Jeongin üniversiteye alışmaya çalışırken, veya suratı biraz asık olduğunda içinde bir sıkıntı beliriyordu Hyunjin'in. Onu dünyanın tüm dertlerinden korumak istiyordu, başını göğsüne koyup saçlarını okşamak ve geçeceğini söylemek istiyordu.

Tüm bunlar, yakın arkadaşının kardeşine karşı normal olan şeyler miydi? Yoksa Hyunjin kendi kafasında mı büyütüyordu bir şeyleri?

~ Ne çiziyorsun?

Hyunjin'in düşünceleri, Jeongin'in cıvıldayan sesiyle bölündü.

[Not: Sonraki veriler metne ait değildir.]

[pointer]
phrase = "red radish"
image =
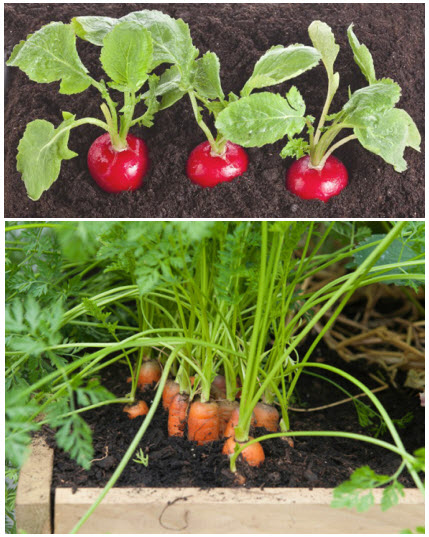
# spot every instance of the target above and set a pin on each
(208, 169)
(115, 171)
(311, 183)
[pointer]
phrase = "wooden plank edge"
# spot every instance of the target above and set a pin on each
(230, 511)
(33, 495)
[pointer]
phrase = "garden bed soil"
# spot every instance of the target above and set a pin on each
(239, 34)
(314, 462)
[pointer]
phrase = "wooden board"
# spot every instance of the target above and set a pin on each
(33, 495)
(222, 511)
(194, 511)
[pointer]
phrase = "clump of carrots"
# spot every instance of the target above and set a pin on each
(215, 419)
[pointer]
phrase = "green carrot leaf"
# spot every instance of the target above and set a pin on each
(259, 119)
(126, 56)
(40, 152)
(279, 64)
(50, 55)
(207, 78)
(362, 57)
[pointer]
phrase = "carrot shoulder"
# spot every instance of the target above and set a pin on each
(171, 389)
(266, 416)
(177, 415)
(150, 373)
(139, 409)
(226, 409)
(203, 422)
(254, 454)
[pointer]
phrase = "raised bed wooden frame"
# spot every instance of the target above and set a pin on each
(195, 511)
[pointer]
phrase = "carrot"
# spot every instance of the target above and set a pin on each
(177, 415)
(233, 422)
(170, 390)
(225, 410)
(203, 422)
(139, 409)
(218, 387)
(253, 454)
(266, 416)
(150, 373)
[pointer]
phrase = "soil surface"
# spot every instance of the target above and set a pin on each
(239, 34)
(313, 462)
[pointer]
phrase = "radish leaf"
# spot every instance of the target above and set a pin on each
(206, 78)
(40, 152)
(362, 56)
(126, 56)
(389, 136)
(44, 62)
(261, 118)
(93, 29)
(279, 64)
(368, 103)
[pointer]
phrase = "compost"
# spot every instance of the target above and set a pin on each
(313, 462)
(239, 34)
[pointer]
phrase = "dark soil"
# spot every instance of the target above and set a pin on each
(239, 34)
(314, 462)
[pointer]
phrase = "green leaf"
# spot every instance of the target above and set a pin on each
(93, 29)
(366, 105)
(40, 152)
(151, 102)
(391, 495)
(259, 119)
(126, 56)
(279, 64)
(206, 79)
(398, 252)
(172, 42)
(323, 40)
(50, 55)
(296, 148)
(389, 135)
(362, 57)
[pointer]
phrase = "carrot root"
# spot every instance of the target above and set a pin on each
(139, 409)
(177, 415)
(254, 454)
(171, 389)
(203, 422)
(226, 409)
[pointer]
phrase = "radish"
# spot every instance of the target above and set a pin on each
(263, 118)
(115, 171)
(117, 160)
(206, 168)
(309, 182)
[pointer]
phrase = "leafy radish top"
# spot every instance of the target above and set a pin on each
(200, 78)
(127, 56)
(263, 118)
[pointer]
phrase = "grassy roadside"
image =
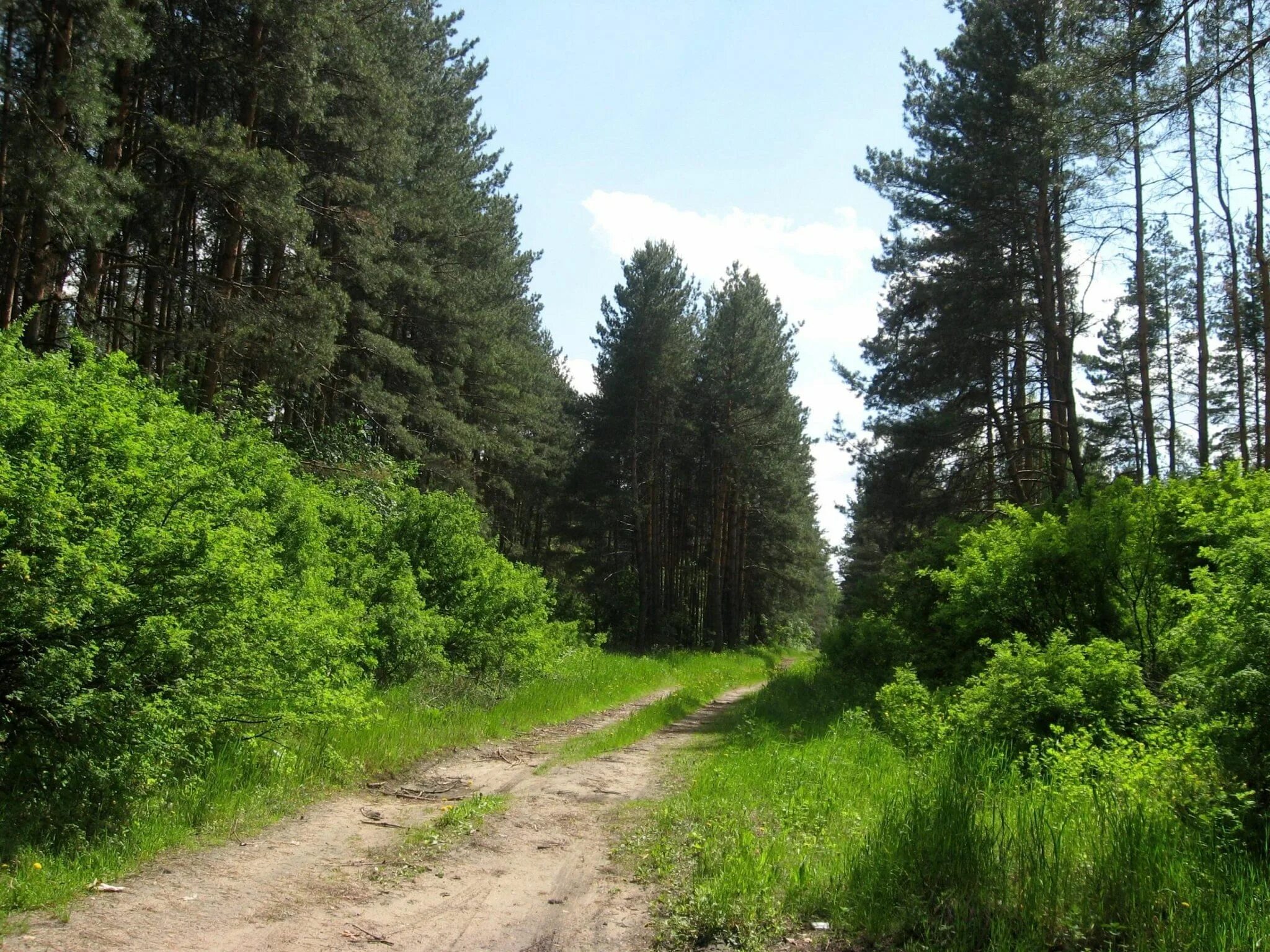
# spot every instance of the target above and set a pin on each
(704, 678)
(808, 812)
(252, 785)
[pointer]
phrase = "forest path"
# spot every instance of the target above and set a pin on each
(536, 878)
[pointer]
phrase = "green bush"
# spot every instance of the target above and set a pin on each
(498, 612)
(908, 711)
(171, 585)
(1220, 651)
(1026, 692)
(166, 585)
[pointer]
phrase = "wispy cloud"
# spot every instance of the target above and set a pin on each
(821, 272)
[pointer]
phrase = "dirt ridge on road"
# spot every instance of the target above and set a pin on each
(535, 879)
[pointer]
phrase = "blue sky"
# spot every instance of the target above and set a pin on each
(729, 128)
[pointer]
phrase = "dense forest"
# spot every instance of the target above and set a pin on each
(281, 424)
(1054, 600)
(294, 486)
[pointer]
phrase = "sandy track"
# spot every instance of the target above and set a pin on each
(536, 879)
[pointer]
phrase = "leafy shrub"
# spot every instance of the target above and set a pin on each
(171, 585)
(908, 711)
(1221, 649)
(870, 643)
(499, 612)
(1175, 770)
(1026, 692)
(166, 585)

- Çiçekli bir konsept düşünüyordum.
~ Beni çizsene bir ara.

Hyunjin, beklenmedik bu soruya biraz şaşırmıştı.

~ Çok güzel model olurum. Bak mesela.

Jeongin ayağa kalktı, kot ceketini çıkarıp omzuna aldı, yüzüne havalı olduğunu düşündüğü bir bakış yerleştirdi ve Hyunjin'e baktı.

~ Nasıl?
- Harika, fakat bu tarz model çizimlerinde pek iyi değilim henüz.
~ Siz bilirsiniz ressam bey, eğer fikriniz değişirse ofisim hemen şurada.

Jeongin odasını işaret etti ve güldü. O gülüşü aynalarcasına güldü Hyunjin de, o gülüşün karşısında gülmeden durabilmek imkansızdı. Jeongin'in gülüşünde, insanın içini ısıtan bir şeyler vardı.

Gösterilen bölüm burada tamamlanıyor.